The THES poll shows that a majority of respondents also believe that the reform of the sixth-form curriculum two years ago is doing little to widen participation.
The government is pushing universities, particularly the older research-intensive institutions, to raise the proportion of places given to state-school pupils. Higher education minister Margaret Hodge wants universities to place less weight on the traditional A-level entry requirement.
But most universities judge all applications on their merits, the poll found. This is despite the fact that pupils from state schools, particularly those from poor backgrounds, do less well on average at A level than their public-school counterparts.
An education department spokeswoman said it did not advocate positive discrimination. But she said: "Each university will need to reach its own view on the account it takes of the personal circumstances of each applicant."

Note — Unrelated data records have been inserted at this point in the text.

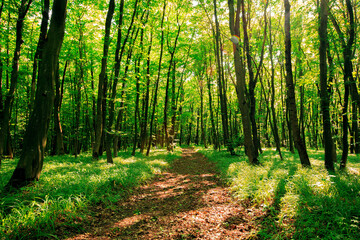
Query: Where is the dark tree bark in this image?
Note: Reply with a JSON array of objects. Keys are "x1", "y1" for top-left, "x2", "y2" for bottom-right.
[
  {"x1": 284, "y1": 0, "x2": 311, "y2": 167},
  {"x1": 269, "y1": 7, "x2": 282, "y2": 159},
  {"x1": 6, "y1": 0, "x2": 67, "y2": 189},
  {"x1": 140, "y1": 33, "x2": 152, "y2": 153},
  {"x1": 214, "y1": 0, "x2": 235, "y2": 155},
  {"x1": 146, "y1": 0, "x2": 166, "y2": 156},
  {"x1": 53, "y1": 61, "x2": 68, "y2": 155},
  {"x1": 164, "y1": 23, "x2": 181, "y2": 151},
  {"x1": 228, "y1": 0, "x2": 259, "y2": 164},
  {"x1": 319, "y1": 0, "x2": 336, "y2": 171},
  {"x1": 131, "y1": 56, "x2": 144, "y2": 156},
  {"x1": 241, "y1": 0, "x2": 268, "y2": 157},
  {"x1": 206, "y1": 54, "x2": 219, "y2": 150},
  {"x1": 30, "y1": 0, "x2": 50, "y2": 111},
  {"x1": 106, "y1": 0, "x2": 138, "y2": 162},
  {"x1": 330, "y1": 0, "x2": 360, "y2": 169},
  {"x1": 93, "y1": 0, "x2": 115, "y2": 163},
  {"x1": 0, "y1": 0, "x2": 32, "y2": 158}
]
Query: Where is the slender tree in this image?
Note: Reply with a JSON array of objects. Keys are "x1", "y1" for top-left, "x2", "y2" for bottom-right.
[
  {"x1": 6, "y1": 0, "x2": 67, "y2": 188},
  {"x1": 284, "y1": 0, "x2": 311, "y2": 167},
  {"x1": 0, "y1": 0, "x2": 32, "y2": 158},
  {"x1": 93, "y1": 0, "x2": 115, "y2": 163},
  {"x1": 228, "y1": 0, "x2": 259, "y2": 164}
]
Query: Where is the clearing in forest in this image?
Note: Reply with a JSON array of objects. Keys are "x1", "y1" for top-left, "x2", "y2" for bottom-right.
[{"x1": 69, "y1": 148, "x2": 262, "y2": 239}]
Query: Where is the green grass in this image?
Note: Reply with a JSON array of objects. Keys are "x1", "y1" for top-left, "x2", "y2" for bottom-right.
[
  {"x1": 0, "y1": 150, "x2": 180, "y2": 239},
  {"x1": 199, "y1": 148, "x2": 360, "y2": 239}
]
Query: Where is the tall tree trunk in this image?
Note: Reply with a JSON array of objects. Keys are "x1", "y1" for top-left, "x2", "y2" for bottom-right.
[
  {"x1": 330, "y1": 0, "x2": 360, "y2": 169},
  {"x1": 53, "y1": 61, "x2": 68, "y2": 155},
  {"x1": 131, "y1": 57, "x2": 139, "y2": 156},
  {"x1": 30, "y1": 0, "x2": 50, "y2": 111},
  {"x1": 228, "y1": 0, "x2": 259, "y2": 164},
  {"x1": 319, "y1": 0, "x2": 336, "y2": 171},
  {"x1": 6, "y1": 0, "x2": 67, "y2": 188},
  {"x1": 214, "y1": 0, "x2": 235, "y2": 155},
  {"x1": 146, "y1": 0, "x2": 166, "y2": 156},
  {"x1": 0, "y1": 0, "x2": 32, "y2": 157},
  {"x1": 238, "y1": 0, "x2": 266, "y2": 157},
  {"x1": 269, "y1": 7, "x2": 282, "y2": 159},
  {"x1": 140, "y1": 32, "x2": 152, "y2": 153},
  {"x1": 106, "y1": 0, "x2": 138, "y2": 162},
  {"x1": 93, "y1": 0, "x2": 115, "y2": 163},
  {"x1": 284, "y1": 0, "x2": 311, "y2": 167},
  {"x1": 164, "y1": 23, "x2": 181, "y2": 151}
]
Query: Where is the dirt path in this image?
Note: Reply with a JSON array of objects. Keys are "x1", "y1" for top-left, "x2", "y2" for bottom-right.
[{"x1": 67, "y1": 149, "x2": 258, "y2": 239}]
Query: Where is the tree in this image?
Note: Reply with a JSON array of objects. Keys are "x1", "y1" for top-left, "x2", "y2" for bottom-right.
[
  {"x1": 228, "y1": 0, "x2": 259, "y2": 164},
  {"x1": 0, "y1": 0, "x2": 32, "y2": 158},
  {"x1": 93, "y1": 0, "x2": 115, "y2": 163},
  {"x1": 6, "y1": 0, "x2": 67, "y2": 189},
  {"x1": 284, "y1": 0, "x2": 311, "y2": 167},
  {"x1": 319, "y1": 0, "x2": 336, "y2": 171}
]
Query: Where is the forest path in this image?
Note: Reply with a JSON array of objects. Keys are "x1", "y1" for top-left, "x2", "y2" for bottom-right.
[{"x1": 69, "y1": 148, "x2": 259, "y2": 239}]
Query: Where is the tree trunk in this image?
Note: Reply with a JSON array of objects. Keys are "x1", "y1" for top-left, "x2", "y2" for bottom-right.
[
  {"x1": 319, "y1": 0, "x2": 336, "y2": 171},
  {"x1": 146, "y1": 0, "x2": 166, "y2": 156},
  {"x1": 269, "y1": 7, "x2": 282, "y2": 159},
  {"x1": 0, "y1": 0, "x2": 32, "y2": 157},
  {"x1": 93, "y1": 0, "x2": 115, "y2": 163},
  {"x1": 30, "y1": 0, "x2": 50, "y2": 111},
  {"x1": 140, "y1": 33, "x2": 152, "y2": 153},
  {"x1": 164, "y1": 25, "x2": 181, "y2": 151},
  {"x1": 6, "y1": 0, "x2": 67, "y2": 189},
  {"x1": 228, "y1": 0, "x2": 259, "y2": 164},
  {"x1": 131, "y1": 57, "x2": 140, "y2": 156},
  {"x1": 214, "y1": 0, "x2": 235, "y2": 155},
  {"x1": 53, "y1": 61, "x2": 68, "y2": 155},
  {"x1": 284, "y1": 0, "x2": 311, "y2": 167}
]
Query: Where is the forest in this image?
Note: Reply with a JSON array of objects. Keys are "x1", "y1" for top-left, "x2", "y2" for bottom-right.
[{"x1": 0, "y1": 0, "x2": 360, "y2": 239}]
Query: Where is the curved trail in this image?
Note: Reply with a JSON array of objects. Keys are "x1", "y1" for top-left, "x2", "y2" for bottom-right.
[{"x1": 70, "y1": 149, "x2": 258, "y2": 239}]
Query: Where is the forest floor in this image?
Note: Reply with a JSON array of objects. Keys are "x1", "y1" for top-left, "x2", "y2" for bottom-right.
[{"x1": 64, "y1": 148, "x2": 265, "y2": 240}]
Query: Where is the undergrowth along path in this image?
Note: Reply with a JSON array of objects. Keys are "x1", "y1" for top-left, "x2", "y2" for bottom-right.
[{"x1": 69, "y1": 148, "x2": 261, "y2": 239}]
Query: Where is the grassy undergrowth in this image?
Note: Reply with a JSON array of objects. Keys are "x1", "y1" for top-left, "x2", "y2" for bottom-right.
[
  {"x1": 0, "y1": 150, "x2": 180, "y2": 239},
  {"x1": 199, "y1": 148, "x2": 360, "y2": 239}
]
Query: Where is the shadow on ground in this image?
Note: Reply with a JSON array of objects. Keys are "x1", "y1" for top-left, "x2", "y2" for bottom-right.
[{"x1": 68, "y1": 149, "x2": 259, "y2": 239}]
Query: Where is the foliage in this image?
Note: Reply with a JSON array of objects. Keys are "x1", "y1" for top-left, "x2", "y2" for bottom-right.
[
  {"x1": 200, "y1": 148, "x2": 360, "y2": 239},
  {"x1": 0, "y1": 150, "x2": 179, "y2": 239}
]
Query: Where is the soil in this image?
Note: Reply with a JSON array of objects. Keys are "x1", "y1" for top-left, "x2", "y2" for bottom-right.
[{"x1": 68, "y1": 148, "x2": 263, "y2": 240}]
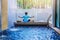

Nearly 70 per cent of admissions staff are against structuring the admissions system to favour students from state schools. Almost 18 per cent want changes that will favour state-school pupils. Five per cent are unsure.
Admissions officers at post-1992 universities are more likely to favour such changes than those at older universities.
Almost 77 per cent deny personal bias in favour of applicants from state schools, while 10 per cent admit that they or their institution favour such applicants. Although the number admitting to possible positive discrimination is small, there is an equal number in new and old universities. Five per cent are unsure.
Many respondents said that while the admissions system and individual institutions and admissions tutors should not "favour" state-school pupils, there was a case for "special consideration" of such applicants.
This is because poor school and domestic conditions may have prevented many candidates gaining good A levels despite their considerable achievements in such conditions. Such candidates, though more difficult to identify, would benefit from higher education.
The poll was conducted anonymously, but some respondents agreed to talk to The THES.
Lee Martin, head of student inquiry and applicant services at Kingston University, said the university identified students with qualifications other than A levels and took extra trouble to assess their learning potential.
He said that many universities in effect discriminated against applicants with non-traditional qualifications because they lacked the resources to do the job properly when the pressure was on to make decisions fast.
Martine Somerville, admissions officer at Leeds Metropolitan University, said: "We need to be a lot more subtle in interpreting applicants'
potential to succeed."
The THES poll reveals that 77 per cent of institutions use the new tariff of qualifications points devised by the Universities and Colleges Admissions Service. The tariff aims to make it easier for admissions staff to compare the relative worth of a range of academic and vocational qualifications. Of this 77 per cent, almost a quarter use it for some courses and not others.
Eighteen per cent of institutions, most of which were old universities, said they did not use it at all.
The poll also shows that 54 per cent of respondents think that the Curriculum 2000 reforms, which include the introduction of advanced-subsidiary (AS) qualifications and key skills, are failing to help people from disadvantaged backgrounds into higher education. Twenty eight per cent think that the reforms are helping and nearly 13 per cent are unsure.
Baroness Warwick, chief executive of Universities UK, said: Admissions procedures are resource-intensive... and they need the resources to meet them."
The Higher Education Funding Council for England is funding research into the admissions process.
Tony Higgins, chief executive of Ucas, said: "We are favourably surprised that about 70 per cent are using the tariff. But I think we should be doing more research into the school curriculum and the way subjects prepare people for university."
The THES received responses from 36 higher education institutions, of which 29 were universities, 12 new and 17 old.